Rossel avait racheté le Pôle CAP à Hersant fin 2012. Il a largement dégraissé. Les effectifs totaux sont passés de 566 à 396 personnes. Les résultats ont été nettement améliorés et l’Union-L’Ardennais d’une part, L’Est-Eclair-Libération Champagne de l’autre, enregistrent un EBE de 3,6 M€ (7,8%) et de 0,8 M€ (5,8%).  Des chiffres jugés assez solides pour intégrercNew Pôle CAP à la SA La Voix.

Qu’attendre de ce changement ?

Une fois de plus, la SA Voix du Nord joue le rôle d’une holding de tête, ou de vache à lait. Si elle ne débourse rien pour les achats (c’est l’affaire de Rossel ou des banques, comme pour la prise de participation dans 20 Minutes), elle doit reprendre les dettes. Ainsi des 11 M€ que New Pôle CAP a emprunté au Crédit agricole et au Crédit mutuel Nord-Europe.

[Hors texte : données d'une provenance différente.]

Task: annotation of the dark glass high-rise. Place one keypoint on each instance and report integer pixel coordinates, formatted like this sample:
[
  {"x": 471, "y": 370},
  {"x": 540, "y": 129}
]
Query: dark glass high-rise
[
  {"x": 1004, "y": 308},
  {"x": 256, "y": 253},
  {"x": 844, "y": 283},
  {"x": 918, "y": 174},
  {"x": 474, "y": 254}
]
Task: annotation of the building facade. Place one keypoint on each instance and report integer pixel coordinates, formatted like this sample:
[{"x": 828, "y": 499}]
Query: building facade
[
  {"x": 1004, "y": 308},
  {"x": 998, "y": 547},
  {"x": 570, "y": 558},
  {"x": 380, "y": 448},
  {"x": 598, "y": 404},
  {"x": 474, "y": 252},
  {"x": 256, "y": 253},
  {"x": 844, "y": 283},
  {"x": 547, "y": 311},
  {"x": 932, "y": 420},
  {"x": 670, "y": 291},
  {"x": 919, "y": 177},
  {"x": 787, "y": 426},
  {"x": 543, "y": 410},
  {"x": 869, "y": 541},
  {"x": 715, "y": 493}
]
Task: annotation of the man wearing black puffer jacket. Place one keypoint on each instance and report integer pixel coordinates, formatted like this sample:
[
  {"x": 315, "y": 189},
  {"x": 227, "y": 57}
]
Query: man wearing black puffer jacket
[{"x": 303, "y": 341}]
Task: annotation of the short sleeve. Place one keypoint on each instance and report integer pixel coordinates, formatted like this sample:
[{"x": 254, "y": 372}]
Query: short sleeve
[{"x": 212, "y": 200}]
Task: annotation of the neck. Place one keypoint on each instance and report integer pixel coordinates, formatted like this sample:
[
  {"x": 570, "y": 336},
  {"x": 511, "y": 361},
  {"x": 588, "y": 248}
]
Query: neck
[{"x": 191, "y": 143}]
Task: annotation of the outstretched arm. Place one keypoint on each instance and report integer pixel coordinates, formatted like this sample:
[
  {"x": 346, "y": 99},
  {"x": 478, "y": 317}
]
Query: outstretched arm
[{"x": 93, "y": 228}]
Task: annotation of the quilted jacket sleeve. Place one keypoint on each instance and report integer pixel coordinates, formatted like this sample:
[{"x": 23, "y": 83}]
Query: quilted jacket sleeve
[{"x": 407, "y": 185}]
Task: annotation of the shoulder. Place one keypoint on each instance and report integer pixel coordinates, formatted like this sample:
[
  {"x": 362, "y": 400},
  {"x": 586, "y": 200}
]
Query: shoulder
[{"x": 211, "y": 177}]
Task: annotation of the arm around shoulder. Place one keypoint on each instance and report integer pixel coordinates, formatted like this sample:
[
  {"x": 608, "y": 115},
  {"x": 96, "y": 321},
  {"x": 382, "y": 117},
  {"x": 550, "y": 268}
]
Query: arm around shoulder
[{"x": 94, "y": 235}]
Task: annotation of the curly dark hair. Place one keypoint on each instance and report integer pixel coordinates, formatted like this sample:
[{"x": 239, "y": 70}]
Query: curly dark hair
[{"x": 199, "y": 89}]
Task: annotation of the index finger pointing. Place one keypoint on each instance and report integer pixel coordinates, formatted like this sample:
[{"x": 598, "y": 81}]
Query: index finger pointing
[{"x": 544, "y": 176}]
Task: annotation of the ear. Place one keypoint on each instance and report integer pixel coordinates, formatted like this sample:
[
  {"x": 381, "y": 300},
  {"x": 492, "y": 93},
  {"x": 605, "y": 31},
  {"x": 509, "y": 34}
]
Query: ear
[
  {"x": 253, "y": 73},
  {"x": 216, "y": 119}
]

L’imprimerie ne devrait pas tirer bénéfice de la restructuration. Les titres de CAP continueront d’être imprimés à Reims. L’idée essentielle de la direction réside dans les synergies. Administratives, informatiques et commerciales (ventes) d’abord, mais de toutes natures ensuite. Cela se traduira inévitablement par des réductions d’effectifs, tant la diminution des charges et notamment de la masse salariale s’apparente au salut pour nos dirigeants. Cela peut concerner les nouvelles filiales, mais aussi La Voix, et tout particulièrement la rédaction.

La logique du non remplacement atteint ses limites. L’étape suivante consiste forcément à restructurer les implantations. Ce serait une grave erreur de réduire notre présence sur le terrain ; nous aurons l’occasion de le dire lors de la réunion de la commission de suivi du 30 juin, que nous avons sollicitée, afin de peser sur les moyens et sur les droits d’auteur. Car l’autre danger est la mutualisation des contenus entre titres.

 Il faut préserver les forces de travail de la Voix, s’appuyer, quand c’est possible, sur les vertus du regroupement, mais sans se saigner financièrement pour les filiales. En 2014, elles ont rapporté à la Voix. Ce n’est pas toujours le cas, et on ne parle même pas des dettes effacées. Nous aurons tout cela à l’esprit quand nous nous prononcerons sur ce projet de prise de contrôle de New Pôle CAP par la SA Voix du Nord, lors du CE extraordinaire du 12 juin.

Nous aurons aussi en tête qu’il s’agit d’une première étape dans un redéploiement plus large. Jacques Hardoin en a tracé les contours au CE. Soit les activités de presse et les opérations financières du groupe sont dissociées, pour former deux holdings distinctes, soit la SA Voix du Nord devient ouvertement une holding de tête, pour tout le groupe. Dans les deux cas, une profonde mue sera opérée. Hier, La Voix du Nord était le vaisseau-mère. Demain, ce sera un navire parmi d’autres. De soleil, la Voix deviendra satellite. La Terre le sait depuis Copernic, ce n’est plus du tout la même histoire…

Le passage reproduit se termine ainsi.